Lorsque les plaintes cessèrent, il se tendit d'avantage et suspendit son souffle, dans l'attente. Les secondes lui parurent des siècles jusqu'à ce qu'enfin, les cris du nouveau né ne se fasse entendre. Alister leva des yeux excités vers son père qui enfin s'autorisa à respirer. Il encouragea son fils à entrer, le suivant de près.
- C'est une petite fille, mon ami. Elea, Charlotte, Sophia, annonça lady Leveson-Gower qui accueillait déjà Alister près d'elle.
Le jeune garçon se tendait de tout son être depuis le lit afin d'apercevoir sa petite sœur que l'on venait de confier aux bras de son père. Le marquis malgré son apparente rigidité, posa sur sa fille un regard aussi ému que aimant. Il lui esquissa un sourire et lui offrit son doigt qu'elle saisit des siens avec une force inattendue malgré sa naissance prématurée. Cela lui fit sauter le cœur.
- Papa montrez la moi ! Lord Stafford s'installa sur le lit auprès de son épouse et tendit l'enfant vers son frère dont le visage s'illumina instantanément.
- Je la protègerai et veillerai sur elle toujours, toujours ! annonça le garçonnet.
- Toujours... répéta son père sans quitter Elea des yeux.
Le Marquis avait tant attendu cette seconde naissance et était si incertain quant au fait que d'autres seraient menées à terme qu'il prit à cœur d'élever Elea sous sa tutelle avec Alister. Il était son héritier, elle serait son moyen de croitre encore et toujours le moment venu. Rien ne serait négligé.
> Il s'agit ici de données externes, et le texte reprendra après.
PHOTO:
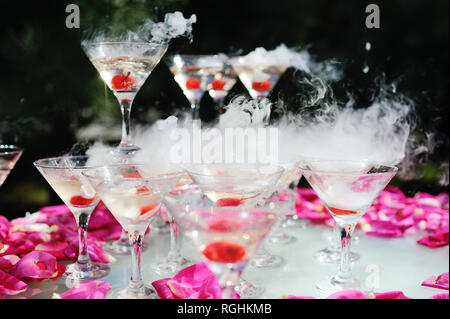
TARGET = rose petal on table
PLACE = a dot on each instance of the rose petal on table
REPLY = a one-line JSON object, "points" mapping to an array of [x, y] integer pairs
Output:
{"points": [[8, 261], [10, 285], [440, 282], [54, 248], [17, 247], [348, 294], [38, 265], [440, 296], [5, 225], [89, 289], [434, 241], [193, 282], [387, 295]]}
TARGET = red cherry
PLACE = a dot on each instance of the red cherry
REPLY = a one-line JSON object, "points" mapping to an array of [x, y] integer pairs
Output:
{"points": [[261, 86], [122, 82], [338, 211], [224, 252], [217, 85], [81, 201], [192, 84], [224, 226], [224, 202], [146, 209]]}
Rien ne compromettrait l'ascension de son nom.
En bon stratège qu'il était, Lord Grainville ne savait que trop combien une fille pouvait être utile pour l'avenir aussi prit-il à cœur de prendre les décisions quant à son éducation. Il voyait bien plus loin que certains aristocrates s'alarmant de ne pas engendrer que des mâles. Lui, avait le choix du roi comme on disait et il avait entendu en tirer avantage.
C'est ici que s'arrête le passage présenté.